Advanced Atomic Catalysts Design for Energy Systems
Bolong HUANG
Abstract
Currently, atomic catalysts (ACs) as the frontier research topics have attracted tremendous attention due to their ultra-high electroactivity and broad applications in different energy systems. However, a large number of possible combinations between metals and support materials, the complexity of catalytic materials, as well as the complicated reaction mechanisms are still the main difficulties for designing novel ACs. To supply theoretical guidance for designing novel electrocatalysts, we have carried out comprehensive theoretical studies of ACs supported on graphdiyne (GDY) through density functional theory (DFT) calculations and machine learning (ML) techniques.

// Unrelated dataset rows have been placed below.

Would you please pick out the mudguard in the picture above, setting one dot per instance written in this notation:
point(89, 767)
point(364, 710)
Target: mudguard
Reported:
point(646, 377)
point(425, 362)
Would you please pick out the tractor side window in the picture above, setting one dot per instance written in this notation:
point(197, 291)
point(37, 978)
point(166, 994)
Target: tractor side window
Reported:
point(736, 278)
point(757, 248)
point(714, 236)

First, we have proposed the “Redox Barrier Model” to quantify the capability of electron exchange and transfer. For the hydrogen evolution (HER) process, we have extended the conventional indicator of proton binding energy to more diverse criteria, where the screened electrocatalysts for HER are also verified ML. To design dual atomic catalysts (DACs), the formation stability and electronic modulations for all the combinations between transition metals (TMs) and lanthanide (Ln) metals are compared. Due to the electronic self-balance effects by f-d orbital coupling, the combinations of the Ln metals and TMs achieve optimized stability and electroactivity of GDY-DACs. For the applications of GDY-ACs in the CO2 reduction reaction (CO2RR), a comprehensive reaction pathway mapping of C1 and C2 products is achieved for the first time, where the integrated large-small cycle mechanism and double-dependence correlations are identified. Moreover, the first principles machine learning (FPML) approach is proposed to predict the reaction trends for different products and C-C couplings for novel C3 products. Therefore, these theoretical explorations have supplied important insights and effective approaches for the design of novel ACs, opening a new avenue to enable broad applications of ACs towards different energy systems.
References
[1] M. Sun, B. Huang*, Adv. Energy Mater. 2024, 14: 2400152.
[2] M. Sun, B. Huang*, Adv. Energy Mater. 2023, 13: 2301948.
[3] M. Sun, H. H. Wong, T. Wu, Q. Lu, L. Lu, C. H. Chan, B. Chen, A. W. Dougherty, B. Huang*, Adv. Energy Mater. 2023, 13: 2203858.
[4] M. Sun, H. H. Wong, T. Wu, A. W. Dougherty, B. Huang*, Adv. Energy Mater. 2022, 12: 2103781.
[5] M. Sun, H. H. Wong, T. Wu, A. W. Dougherty, B. Huang*, Adv. Energy Mater. 2021, 11: 2101404.
[6] M. Sun, T. Wu, A. W. Dougherty, M. Lam, B. Huang*, Y. Li, C. -H. Yan, Adv. Energy Mater. 2021, 11: 2003796.
[7] M. Sun, A. W. Dougherty, B. Huang*, Y. Li, C. -H. Yan, Adv. Energy Mater. 2020, 10: 1903949.